The library is available as a PyPI package and can therefore simply be installed via pip:

pip install acl-anthology-py

Alternatively, you can download releases from Github.

Instantiating the Anthology

From the official repository

The easiest way to instantiate the Anthology in Python is as follows:

from acl_anthology import Anthology

# Instantiate the Anthology from the official repository
anthology = Anthology.from_repo()

This will automatically fetch the latest metadata from the official ACL Anthology repository. If you are instantiating the Anthology for the first time, it might take a few seconds to complete, as it will download around ~120 MB worth of data. On subsequent instantiations, it will look for updates and only download missing/updated data.

From a folder on your machine

If you want to instantiate the Anthology from a local folder on your machine, do:

anthology = Anthology(datadir="/home/user/repos/acl-anthology/data")

This may be useful if you are working on your personal fork of the Anthology, or a branch of the official repo. The argument to datadir needs to point to a data directory with the same structure as the data/ directory of the official repo.

Examples

This section demonstrates how to use the anthology object by way of examples.

Finding a paper by its ID

All metadata from the Anthology can be accessed through the anthology object. For example, to obtain information about a specific paper, you can call anthology.get() with the paper's Anthology ID:

>>> anthology.get("2022.acl-long.220")
Paper(
    id='220',
    bibkey='kitaev-etal-2022-learned',
    title=MarkupText('Learned Incremental Representations for Parsing'),
    authors=[
        NameSpecification(name=Name(first='Nikita', last='Kitaev'), id=None, affiliation=None, variants=[]),
        NameSpecification(name=Name(first='Thomas', last='Lu'), id=None, affiliation=None, variants=[]),
        NameSpecification(name=Name(first='Dan', last='Klein'), id=None, affiliation=None, variants=[])
    ],
    ...
)

For more information on the provided metadata fields, see Types of Metadata.

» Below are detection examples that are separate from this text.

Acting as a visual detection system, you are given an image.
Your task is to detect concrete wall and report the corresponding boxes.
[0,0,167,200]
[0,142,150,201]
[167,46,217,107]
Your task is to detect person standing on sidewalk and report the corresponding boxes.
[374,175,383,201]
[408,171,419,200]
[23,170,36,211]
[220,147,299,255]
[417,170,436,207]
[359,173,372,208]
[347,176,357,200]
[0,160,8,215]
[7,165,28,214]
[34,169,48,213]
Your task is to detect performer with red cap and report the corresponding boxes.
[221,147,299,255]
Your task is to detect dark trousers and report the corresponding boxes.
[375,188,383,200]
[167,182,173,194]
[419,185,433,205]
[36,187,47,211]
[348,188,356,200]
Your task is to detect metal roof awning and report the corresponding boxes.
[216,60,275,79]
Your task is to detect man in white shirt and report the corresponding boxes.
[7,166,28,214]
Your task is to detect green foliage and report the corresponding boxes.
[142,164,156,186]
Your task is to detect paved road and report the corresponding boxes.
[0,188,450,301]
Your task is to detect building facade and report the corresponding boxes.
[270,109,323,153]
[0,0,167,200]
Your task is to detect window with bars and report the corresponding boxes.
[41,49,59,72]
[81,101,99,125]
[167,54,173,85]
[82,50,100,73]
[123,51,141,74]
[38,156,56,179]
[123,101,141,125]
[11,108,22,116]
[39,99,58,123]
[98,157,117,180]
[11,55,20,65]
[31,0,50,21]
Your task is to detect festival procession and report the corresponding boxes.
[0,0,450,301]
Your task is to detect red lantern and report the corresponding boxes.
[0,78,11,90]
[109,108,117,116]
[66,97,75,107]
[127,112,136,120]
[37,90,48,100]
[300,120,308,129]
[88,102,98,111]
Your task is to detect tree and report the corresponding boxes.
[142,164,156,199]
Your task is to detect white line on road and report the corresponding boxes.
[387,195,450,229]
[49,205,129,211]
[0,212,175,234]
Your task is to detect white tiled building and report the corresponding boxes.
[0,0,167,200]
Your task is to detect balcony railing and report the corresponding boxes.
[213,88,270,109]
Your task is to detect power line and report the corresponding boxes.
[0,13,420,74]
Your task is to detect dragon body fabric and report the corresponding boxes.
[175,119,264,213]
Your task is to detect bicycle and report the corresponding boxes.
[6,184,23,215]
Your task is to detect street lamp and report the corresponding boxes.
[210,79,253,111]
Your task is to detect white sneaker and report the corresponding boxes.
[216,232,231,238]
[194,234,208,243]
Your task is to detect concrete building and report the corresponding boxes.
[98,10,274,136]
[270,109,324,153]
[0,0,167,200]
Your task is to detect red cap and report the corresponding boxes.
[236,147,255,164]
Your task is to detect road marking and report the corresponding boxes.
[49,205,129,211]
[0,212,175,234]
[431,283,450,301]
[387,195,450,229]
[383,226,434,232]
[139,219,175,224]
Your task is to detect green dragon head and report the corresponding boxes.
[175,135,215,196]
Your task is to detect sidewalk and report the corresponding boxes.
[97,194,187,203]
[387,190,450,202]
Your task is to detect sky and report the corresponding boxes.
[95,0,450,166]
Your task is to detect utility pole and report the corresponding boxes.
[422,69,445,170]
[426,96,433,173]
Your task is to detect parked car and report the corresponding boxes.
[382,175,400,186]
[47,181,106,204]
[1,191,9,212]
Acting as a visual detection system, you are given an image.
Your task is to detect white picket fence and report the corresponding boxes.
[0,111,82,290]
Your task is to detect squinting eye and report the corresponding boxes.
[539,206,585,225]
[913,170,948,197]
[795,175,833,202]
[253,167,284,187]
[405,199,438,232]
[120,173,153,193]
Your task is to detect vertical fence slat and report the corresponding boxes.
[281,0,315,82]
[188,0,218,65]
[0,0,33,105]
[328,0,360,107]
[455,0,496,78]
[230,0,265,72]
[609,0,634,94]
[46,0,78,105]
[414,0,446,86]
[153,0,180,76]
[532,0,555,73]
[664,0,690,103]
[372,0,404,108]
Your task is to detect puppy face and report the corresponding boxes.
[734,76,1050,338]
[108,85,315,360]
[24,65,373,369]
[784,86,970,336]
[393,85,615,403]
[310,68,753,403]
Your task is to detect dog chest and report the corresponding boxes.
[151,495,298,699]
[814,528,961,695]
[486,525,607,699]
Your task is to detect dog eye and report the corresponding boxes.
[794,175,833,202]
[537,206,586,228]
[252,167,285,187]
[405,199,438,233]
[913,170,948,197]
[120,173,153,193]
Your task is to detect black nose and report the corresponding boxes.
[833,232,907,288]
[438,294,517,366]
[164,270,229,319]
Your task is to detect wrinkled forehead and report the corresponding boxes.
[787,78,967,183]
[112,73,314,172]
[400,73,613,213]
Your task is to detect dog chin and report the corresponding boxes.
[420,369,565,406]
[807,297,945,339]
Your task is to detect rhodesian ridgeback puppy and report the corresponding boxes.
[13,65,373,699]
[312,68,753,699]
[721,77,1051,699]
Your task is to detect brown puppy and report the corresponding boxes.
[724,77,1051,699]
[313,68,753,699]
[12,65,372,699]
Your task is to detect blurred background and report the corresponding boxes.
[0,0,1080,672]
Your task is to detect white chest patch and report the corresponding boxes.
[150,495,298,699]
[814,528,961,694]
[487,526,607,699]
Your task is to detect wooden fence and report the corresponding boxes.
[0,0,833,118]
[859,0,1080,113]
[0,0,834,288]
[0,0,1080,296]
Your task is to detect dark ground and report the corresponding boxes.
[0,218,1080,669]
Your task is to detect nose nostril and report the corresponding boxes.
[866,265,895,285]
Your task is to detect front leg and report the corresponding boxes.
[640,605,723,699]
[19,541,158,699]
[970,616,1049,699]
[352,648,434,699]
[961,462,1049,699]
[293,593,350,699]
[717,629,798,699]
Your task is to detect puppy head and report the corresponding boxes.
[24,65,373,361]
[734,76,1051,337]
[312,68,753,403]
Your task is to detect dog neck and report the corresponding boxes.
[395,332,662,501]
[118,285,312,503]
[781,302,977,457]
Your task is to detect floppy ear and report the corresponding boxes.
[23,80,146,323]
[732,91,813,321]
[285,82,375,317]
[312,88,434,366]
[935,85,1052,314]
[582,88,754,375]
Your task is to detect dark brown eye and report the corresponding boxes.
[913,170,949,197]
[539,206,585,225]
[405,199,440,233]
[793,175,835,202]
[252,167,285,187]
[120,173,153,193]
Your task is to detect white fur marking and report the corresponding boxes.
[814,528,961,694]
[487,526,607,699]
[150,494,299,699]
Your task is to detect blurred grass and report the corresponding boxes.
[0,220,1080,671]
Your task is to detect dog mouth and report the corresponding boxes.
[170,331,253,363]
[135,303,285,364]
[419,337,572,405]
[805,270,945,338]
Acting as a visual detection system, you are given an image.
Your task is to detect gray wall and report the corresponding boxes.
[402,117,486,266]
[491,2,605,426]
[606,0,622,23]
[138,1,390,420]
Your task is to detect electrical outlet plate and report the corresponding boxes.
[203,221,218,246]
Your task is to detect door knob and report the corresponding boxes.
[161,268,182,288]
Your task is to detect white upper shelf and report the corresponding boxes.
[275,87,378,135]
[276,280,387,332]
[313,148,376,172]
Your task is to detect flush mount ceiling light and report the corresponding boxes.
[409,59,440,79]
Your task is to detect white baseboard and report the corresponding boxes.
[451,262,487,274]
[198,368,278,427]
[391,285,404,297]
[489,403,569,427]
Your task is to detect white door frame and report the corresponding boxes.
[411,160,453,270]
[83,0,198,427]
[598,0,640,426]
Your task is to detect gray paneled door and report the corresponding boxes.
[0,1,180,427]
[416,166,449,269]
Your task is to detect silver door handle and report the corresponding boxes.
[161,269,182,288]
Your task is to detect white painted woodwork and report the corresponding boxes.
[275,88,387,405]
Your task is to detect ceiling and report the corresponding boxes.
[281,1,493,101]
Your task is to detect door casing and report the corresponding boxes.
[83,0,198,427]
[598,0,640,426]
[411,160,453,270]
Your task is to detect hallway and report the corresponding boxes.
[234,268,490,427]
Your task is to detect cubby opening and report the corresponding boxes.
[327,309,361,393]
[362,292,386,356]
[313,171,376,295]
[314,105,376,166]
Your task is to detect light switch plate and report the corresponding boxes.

Finding all papers by an author

To find a person by name, you can use anthology.find_people():

>>> results = anthology.find_people("Dan Klein")

Note that this will always return a list of Person objects, as names can be ambiguous. For now let's assume there is only one, and get all their publications:

>>> person = results[0]
>>> person.item_ids
{
    ('P18', '2', '75'),
    ('P17', '2', '52'),
    ('2023.acl', 'short', '65'),
    ...
}
>>> for paper in person.papers():
...     print(paper.title)
...
Policy Gradient as a Proxy for Dynamic Oracles in Constituency Parsing
Fine-Grained Entity Typing with High-Multiplicity Assignments
Modular Visual Question Answering via Code Generation
...

If you know the internal ID of the person (which is what appears in the URL for their author page, e.g., https://aclanthology.org/people/d/dan-klein/), you can find the corresponding Person object directly:

>>> person = anthology.get_person("dan-klein")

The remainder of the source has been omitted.